SRC_URI = "svn://dev.bec-systems.com/svn/pub;module=qt_tutorial;proto=http"

For the above repository, the direct URI to the source would be: http://dev.bec-systems.com/svn/pub/qt_tutorial/

Put the Install logic in the Application Source

Most Linux applications support “make install”, and this is the case with autotools, and qmake (Qt’s build tool).  We could put logic in the OE recipe to install the application something like the following:

do_install() {
	install -d ${D}/${bindir}
	install -m 0755  ${S}/qt_tutorial ${D}/${bindir}
}

But, the problem with this approach is you can’t install the application in other environments (like a native x86 PC build) unless you are building with OE.  So a better approach is to put the logic to install the application in the application source, so that in can be installed in both your PC environment, and your OpenEmbedded build.  To accomplish this, you can set up the project as follows

application qmake project file (qt_tutorial.pro):

TEMPLATE = app
TARGET = qt_tutorial
DEPENDPATH += .
INCLUDEPATH += .

# Input
HEADERS += lcdrange.h
SOURCES += lcdrange.cpp main.cpp

target.path = /usr/bin
INSTALLS += target

OpenEmbedded recipe (qt-tutorial_svn.bb):

inherit qt4e

SRCREV = "${AUTOREV}"
PV = "1.0+svnr${SRCREV}"
PR = "r1"

SRC_URI = "svn://dev.bec-systems.com/svn/pub;module=qt_tutorial;proto=http"

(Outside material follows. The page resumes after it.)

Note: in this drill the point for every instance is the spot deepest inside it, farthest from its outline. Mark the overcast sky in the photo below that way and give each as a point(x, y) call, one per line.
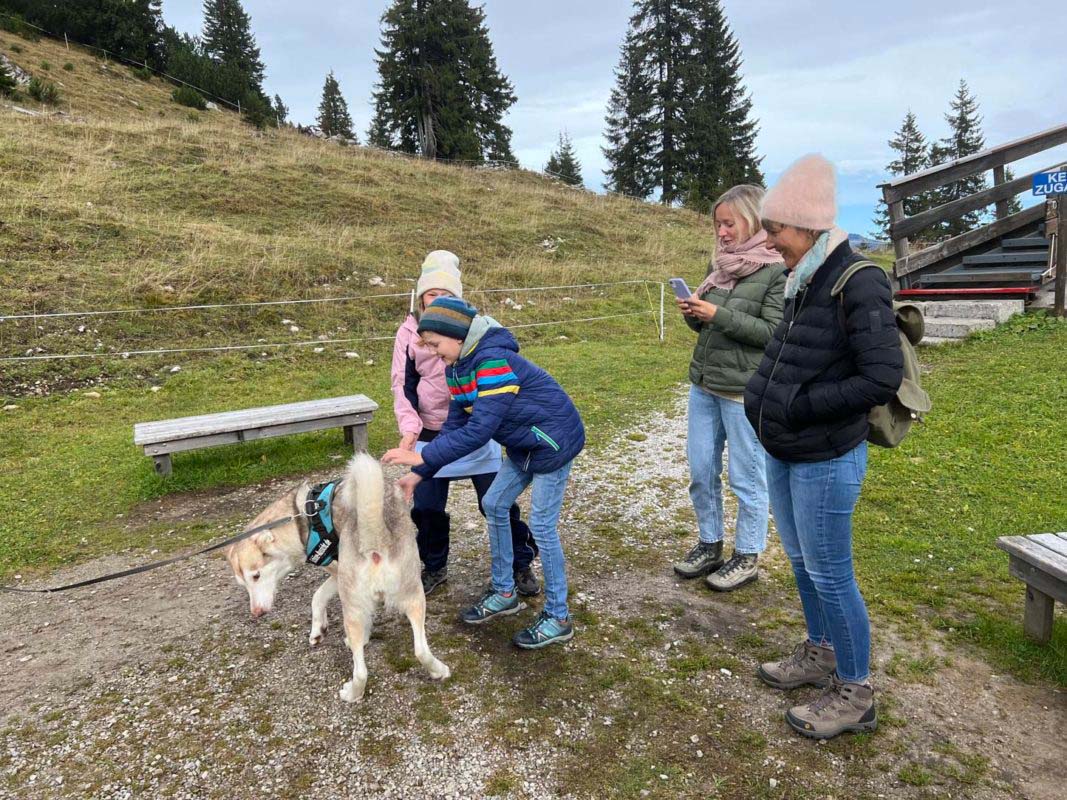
point(829, 76)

S = ${WORKDIR}/qt_tutorial

FILES_${PN}-dbg += "${bindir}/.debug"

do_install() {
	export INSTALL_ROOT=${D}
	make install
}

Now, the same mechanism is used to install the application on both a PC native build, as well an OpenEmbedded build.  If you look in the Makefile generated by qmake, you see the following:

install_target: first FORCE
	@$(CHK_DIR_EXISTS) $(INSTALL_ROOT)/usr/bin/ || $(MKDIR) $(INSTALL_ROOT)/usr/bin/
	-$(INSTALL_PROGRAM) "$(QMAKE_TARGET)" "$(INSTALL_ROOT)/usr/bin/$(QMAKE_TARGET)"

install:  install_target  FORCE

INSTALL_ROOT can be set to force the entire system to be installed in a subdirectory.  This is required for build systems that generate packages, like OpenEmbedded.  To build this example, put the qt-tutorial_svn.bb file in your OE recipes tree, and run: bitbake qt-tutorial.  This will fetch the source code and build a package.  To run the tutorial, install the package on a system that includes Qt Embedded, and then run: qt_tutorial -qws.